Although time is indisputably one of the most precious commodities a person owns and has access to, it is also the most underrated and misused. The surface value of time is mostly obvious, because without time nothing gets done. We appreciate the opportunities that time provides us, and we also recognize the comfort in the consistency of time.

But along with that, because we didn’t necessarily do anything to earn time—it’s something that we all have regardless of who we are and our investment in it—it’s often taken for granted and misappropriated. Like anything else that we have an excess of, and especially something we didn’t work for and earn, we may come to neglect it. Moreover, because it isn’t something that we can control—after all, time keeps moving whether we want it to or not—its inherent value can be blurred and sometimes forgotten.

To counter that, Torah provides us with a fascinating mitzvah for this time of year. The “counting of the Omer” is where we count the forty-nine days between the holidays of Passover and Shavuot, just as our ancestors did following the exodus from Egypt. The goal of the exodus was to arrive at Mt. Sinai and experience the great revelation that came along with receiving the Torah. Once the Jewish nation departed Egypt they began counting the days until they reached their destination, on the 50th day.

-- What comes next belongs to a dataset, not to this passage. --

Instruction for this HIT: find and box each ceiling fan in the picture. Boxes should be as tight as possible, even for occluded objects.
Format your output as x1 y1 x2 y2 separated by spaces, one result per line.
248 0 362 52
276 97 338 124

But what purpose is there in counting days, if the 50th day will arrive whether we count the days or not? Is it just about the anticipation and checking another day off the calendar as the target approaches? There has to be something more, which is why this mitzvah is still applicable today, 3,336 years later. Our counting today isn’t just to commemorate our ancestors’ counting, but to count the days now too.

Counting days reminds us that a day, and time in general, is indeed fleeting. A moment that is not properly utilized is lost and can never be returned. Unlike almost anything else we own, time is unique in that it is literally here one moment and gone the next. By counting the days, we place this concept front and center of everything we do, reminding us to maximize our time or risk losing it forever.

Properly utilizing time does not mean that we need to be fully engaged in religious activities all day without any time for personal pursuits. Maximizing our time to its fullest potential means that even when we are involved in mundane activities, such as work, leisure, eating, sleeping, and so on, we infuse those moments with a sense of purpose and holiness. There is the Jewish way to eat and the Jewish way to do business, as well as the Jewish way to go about every single moment of our day. This is accomplished by counting days and being cognizant of their immense value—every moment that we are alive is an immeasurable opportunity to make the world a better place. 

That’s what our ancestors did when they left Egypt, and it’s what we aim to accomplish today too. Time is G-d’s gift to us, which we must recognize and put to its most effective use.